Il est réellement mort, mais la mort n’a pu Le retenir. Son âme n’a pas été abandonnée au Hadès et Son corps n’a pas connu la corruption. Par Sa résurrection, Il a triomphé de la mort et manifeste Son autorité sur elle et sur le séjour des morts.

Certains passages, notamment Éphésiens 4:8-10 et 1 Pierre 3:18-19, ont traditionnellement été compris comme décrivant Sa descente dans le séjour des morts, la proclamation de Sa victoire et, selon une interprétation ancienne, la délivrance des justes qui attendaient l’accomplissement de la rédemption. Les textes ne permettent cependant pas d’établir avec certitude tous les détails de cette chronologie.

Ce que le Nouveau Testament affirme clairement, c’est que l’espérance du croyant est d’être avec Christ. Paul désirait « s’en aller et être avec Christ » (Philippiens 1:23) et parlait de quitter ce corps pour « demeurer auprès du Seigneur » (2 Corinthiens 5:8).

La mort n’a donc pas le dernier mot. Le Hadès lui-même est provisoire : Apocalypse 20 annonce qu’il rendra ses morts avant d’être jeté dans l’étang de feu, la « seconde mort ». Au terme de l’histoire, deux destinées demeurent : la vie éternelle auprès de Dieu ou le jugement définitif.

Jésus peut ainsi déclarer :

Apocalypse 1:18 Je suis le premier et le dernier, et le vivant. J’étais mort ; et voici, je suis vivant aux siècles des siècles. Je tiens les clefs de la mort et du séjour des morts.

Et Paul proclamer :

1 Corinthiens 15:54-55 La mort a été engloutie dans la victoire. Ô mort, où est ta victoire ? Ô mort, où est ton aiguillon ?

Voilà le cœur du message chrétien : Jésus est mort, Il est ressuscité et, parce qu’Il vit, ceux qui Lui appartiennent vivront aussi.

Mon ami, cette victoire n’est pas seulement une vérité théologique à connaître. Elle te concerne personnellement.

Jésus a dit :

Jean 11:25-26 Je suis la résurrection et la vie. Celui qui croit en moi vivra, quand même il serait mort ; et quiconque vit et croit en moi ne mourra jamais.
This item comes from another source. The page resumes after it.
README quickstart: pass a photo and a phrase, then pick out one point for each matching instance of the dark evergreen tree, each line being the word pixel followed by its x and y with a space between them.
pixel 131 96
Jésus a volontairement affronté la mort pour nous en délivrer et nous donner la vie. Il a porté nos péchés, Il est mort pour nous et Il est ressuscité. Voilà jusqu’où va l’amour de Dieu pour toi.

Jean 3:16 Car Dieu a tant aimé le monde qu’il a donné son Fils unique, afin que quiconque croit en lui ne périsse point, mais qu’il ait la vie éternelle.

Jésus n’est pas venu dans le monde pour le condamner, mais pour le sauver (Jean 3:17). Dieu t’appelle aujourd’hui à te tourner vers Lui. Il ne te demande pas de devenir parfait avant de venir à Lui. Il t’appelle à croire. Si tu souhaites comprendre concrètement cette invitation, découvre comment être sauvé selon la Bible.

Reconnais ton état de pécheur et ton besoin d’un Sauveur. Crois que Jésus est le Fils de Dieu, mort et ressuscité pour toi. Reçois-Le comme ton Seigneur et Sauveur.

La question n’est donc pas seulement : « Qu’y a-t-il après la mort ? » La question essentielle est : « Où seras-tu, et avec qui passeras-tu l’éternité ? »

En Jésus-Christ, la mort n’a pas le dernier mot : au-delà d’elle s’ouvre la vie éternelle auprès de Lui.